There was, in fact, a seven-year gap between the closing of the dairy in 1992 and building work beginning on the mosque. In those seven years the abandoned dairy was, according to local accounts, turned into a crack den. So, one story we could tell is that of economic forces closing down an unprofitable dairy, with the loss of several hundred jobs, and of local Muslims subsequently rescuing the abandoned, crime-infested site, creating new jobs and in the process transforming Merton for the better. Critics of immigration want, however, to tell a different story. The mosque, in their eyes, is symbolic not of the rescue of a site from abandonment and crime, but of the original closure of the dairy and of the transformation of Merton's old way of life.
The story of the Merton mosque, and the retelling of that story as a narrative of cultural loss, gets to the heart of the contemporary debate about immigration. Immigration is clearly one of the most fiercely debated and toxic issues of today. The debate is, however, less about the facts than about the existential impact. Immigration has become symbolic of the disruption of communities, the undermining of identities, the fraying of the sense of belongingness, the promotion of unacceptable change.
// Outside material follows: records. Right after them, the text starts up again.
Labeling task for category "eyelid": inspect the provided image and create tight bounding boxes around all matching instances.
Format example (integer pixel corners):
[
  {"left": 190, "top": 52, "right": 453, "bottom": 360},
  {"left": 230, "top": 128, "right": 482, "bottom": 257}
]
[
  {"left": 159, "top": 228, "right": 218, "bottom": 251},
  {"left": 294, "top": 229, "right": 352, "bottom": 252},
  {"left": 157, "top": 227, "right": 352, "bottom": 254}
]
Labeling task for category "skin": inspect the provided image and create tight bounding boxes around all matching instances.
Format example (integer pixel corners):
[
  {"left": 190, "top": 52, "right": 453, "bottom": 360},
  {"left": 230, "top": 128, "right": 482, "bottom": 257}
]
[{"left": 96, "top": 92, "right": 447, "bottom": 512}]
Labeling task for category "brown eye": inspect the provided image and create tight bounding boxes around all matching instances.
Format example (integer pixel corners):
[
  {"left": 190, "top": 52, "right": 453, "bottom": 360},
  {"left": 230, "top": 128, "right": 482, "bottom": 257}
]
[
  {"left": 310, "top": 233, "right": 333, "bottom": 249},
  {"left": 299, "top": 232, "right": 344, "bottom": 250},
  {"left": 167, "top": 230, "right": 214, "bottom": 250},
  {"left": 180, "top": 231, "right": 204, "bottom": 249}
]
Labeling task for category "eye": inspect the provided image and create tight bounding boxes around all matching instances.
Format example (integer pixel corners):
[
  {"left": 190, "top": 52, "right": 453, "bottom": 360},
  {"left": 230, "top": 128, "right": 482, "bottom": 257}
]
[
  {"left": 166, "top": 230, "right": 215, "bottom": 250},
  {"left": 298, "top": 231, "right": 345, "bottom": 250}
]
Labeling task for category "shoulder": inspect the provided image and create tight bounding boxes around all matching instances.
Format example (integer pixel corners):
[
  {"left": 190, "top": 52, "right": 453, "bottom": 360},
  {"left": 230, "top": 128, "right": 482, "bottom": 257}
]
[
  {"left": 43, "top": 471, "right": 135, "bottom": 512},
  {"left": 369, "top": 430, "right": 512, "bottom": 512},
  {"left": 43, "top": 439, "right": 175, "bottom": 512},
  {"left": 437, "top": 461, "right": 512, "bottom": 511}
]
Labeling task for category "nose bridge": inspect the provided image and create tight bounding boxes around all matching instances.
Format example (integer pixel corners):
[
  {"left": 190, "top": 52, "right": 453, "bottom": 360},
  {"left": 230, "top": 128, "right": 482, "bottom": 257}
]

For Goodhart, “large-scale immigration” has created “an England that is increasingly full of mysterious and unfamiliar worlds”. He quotes one man from Merton: “We've lost this place to other cultures. It's not English any more.”
The roots of The British Dream lie in Goodhart's 2004 essay in Prospectmagazine, of which he was then editor, called “Too Diverse?”. Liberals, he suggested, had to face up to a “progressive dilemma”. Too much immigration undermined social solidarity, particularly in a welfare state. We had to choose between the two. The essay caused considerable controversy, but the idea that too much immigration undermines social solidarity has over the past decade become almost common sense.